"The Boomer” is a column written for adults nearing retirement age and those already in their “golden years.” It will also promote reader interaction by posting e-mail responses and answering reader questions. E-mail your questions or topic ideas to firstname.lastname@example.org.
My wife and I will celebrate our 38th wedding anniversary at the end of this week. We’ve been through a lot together, and our marriage has grown stronger over the nearly four decades of being together--through good times and bad.
It’s not always easy—a marriage isn’t always full of the joy and smiles that dominate the wedding day. There will be hardships that test limits and hectic schedules that takeaway time from each other.
Studies show that for most couples, finances are the root cause of marital problems. As wedding season continues to heat up, many young couples might be turning to the boomers in their lives to learn their secrets to a healthy marriage.
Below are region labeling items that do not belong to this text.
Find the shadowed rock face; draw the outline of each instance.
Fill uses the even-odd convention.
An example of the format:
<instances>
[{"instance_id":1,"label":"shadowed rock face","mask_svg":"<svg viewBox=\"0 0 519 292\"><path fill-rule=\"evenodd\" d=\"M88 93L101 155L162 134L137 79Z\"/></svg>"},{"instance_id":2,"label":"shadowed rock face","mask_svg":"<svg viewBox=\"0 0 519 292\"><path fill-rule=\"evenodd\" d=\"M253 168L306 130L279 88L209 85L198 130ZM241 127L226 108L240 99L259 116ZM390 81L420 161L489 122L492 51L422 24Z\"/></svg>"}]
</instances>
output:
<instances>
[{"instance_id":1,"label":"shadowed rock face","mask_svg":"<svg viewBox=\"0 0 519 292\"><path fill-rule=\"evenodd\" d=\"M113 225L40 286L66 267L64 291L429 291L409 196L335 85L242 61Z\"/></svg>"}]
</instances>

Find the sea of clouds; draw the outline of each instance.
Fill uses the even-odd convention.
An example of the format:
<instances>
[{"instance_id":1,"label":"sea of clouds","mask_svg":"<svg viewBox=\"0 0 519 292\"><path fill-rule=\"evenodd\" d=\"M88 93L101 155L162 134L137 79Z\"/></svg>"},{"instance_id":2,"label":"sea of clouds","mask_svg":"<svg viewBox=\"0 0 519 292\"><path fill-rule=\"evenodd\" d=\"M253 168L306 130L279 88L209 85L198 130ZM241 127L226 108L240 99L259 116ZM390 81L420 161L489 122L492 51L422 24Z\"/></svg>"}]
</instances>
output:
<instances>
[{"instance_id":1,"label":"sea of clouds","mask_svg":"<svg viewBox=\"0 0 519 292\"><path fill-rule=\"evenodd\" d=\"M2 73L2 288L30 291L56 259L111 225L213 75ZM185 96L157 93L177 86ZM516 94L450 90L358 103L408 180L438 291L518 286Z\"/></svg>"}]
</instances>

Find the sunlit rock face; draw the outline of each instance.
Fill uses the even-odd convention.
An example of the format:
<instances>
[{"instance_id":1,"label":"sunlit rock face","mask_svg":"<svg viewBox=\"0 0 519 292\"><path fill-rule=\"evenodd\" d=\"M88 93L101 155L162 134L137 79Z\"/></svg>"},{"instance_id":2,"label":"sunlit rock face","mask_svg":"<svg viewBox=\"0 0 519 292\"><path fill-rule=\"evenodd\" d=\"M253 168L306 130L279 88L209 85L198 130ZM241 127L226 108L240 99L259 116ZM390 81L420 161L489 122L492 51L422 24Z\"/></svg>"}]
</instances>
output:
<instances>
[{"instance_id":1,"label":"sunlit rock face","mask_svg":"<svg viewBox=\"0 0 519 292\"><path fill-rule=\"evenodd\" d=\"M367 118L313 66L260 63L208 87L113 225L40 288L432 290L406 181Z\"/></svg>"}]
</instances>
So instead of boomers getting the crystal bowl on a couple’s registry, or simply writing a check to help decorate a new home, a more helpful gift might be one of financial guidance.
Certified financial planner Kimberly Foss, and founder of Empyrion Wealth Management, suggests boomers gift sessions with a certified financial planner to help new couples sort through their finances, merge accounts if necessary and set up budgets and long-term savings plans.
"So many young people don't have good financial habits before they get married, let alone developing one after marriage. The use of credit cards, no inadequate saving or emergency fund, and attitudes about handling money are listed among the greatest obstacles to overcome in the newly creates marital union," says Foss. "In fact, money causes more arguments between couples than any other family problem and is a major cause of divorce today."
For boomers being approached by couples getting ready to walk down the aisle, here are some pointers that will help them get started on the right financial note.
No.1: Money can be a major cause of conflicts, learn how to talk about it.
Talking about money can be uncomfortable for some couples, but they should schedule regular meetings to discuss the budget and identify potential big-ticket items that might be coming along—this way there are no surprises. Foss adds that giving couples the chance to talk finances with an expert can preempt any problems.
“For young couples sometimes financial differences can becomes financial distress…and can even lead to breakup if left unchecked,” she says. “Just because your money beliefs don't fit immediately, doesn't mean you can't both work on it together, find some middle ground and move forward to your happily ever after.”
No.2 Be willing to comprise.
The wife likes the bedroom hot, he likes it cold. Compromise is a big part of marriage, especially when it comes to managing the finances. Foss advises couples have frank conversations about money and how the budget should be spent. It’s also important to discuss and identify what each individual is willing to give up for the greater good.
No.3 Get on the same note.
Couples should ask the other about their financial expectations, lifelong goals and career dreams to start planning and saving accordingly.
“Ask each other ‘what are your top 10 goals to accomplish over the next three, five, 10, 20, 40 years? Compare both of your top 10 lists and prioritize what is important collectively,” advises Foss.
Gifting a Planner
Foss advises boomers looking to gift a financial planner do their homework and find an expert close to the couple. "Finding the perfect match is critical to their success, and your advisor may not have the same expertise for the needs of a young couple. It is recommended to have a few options of "advisors" for the young couple to interview for the right fit. Go to www.cfp.net or www.fpanet.org for a list of qualified advisors in your area."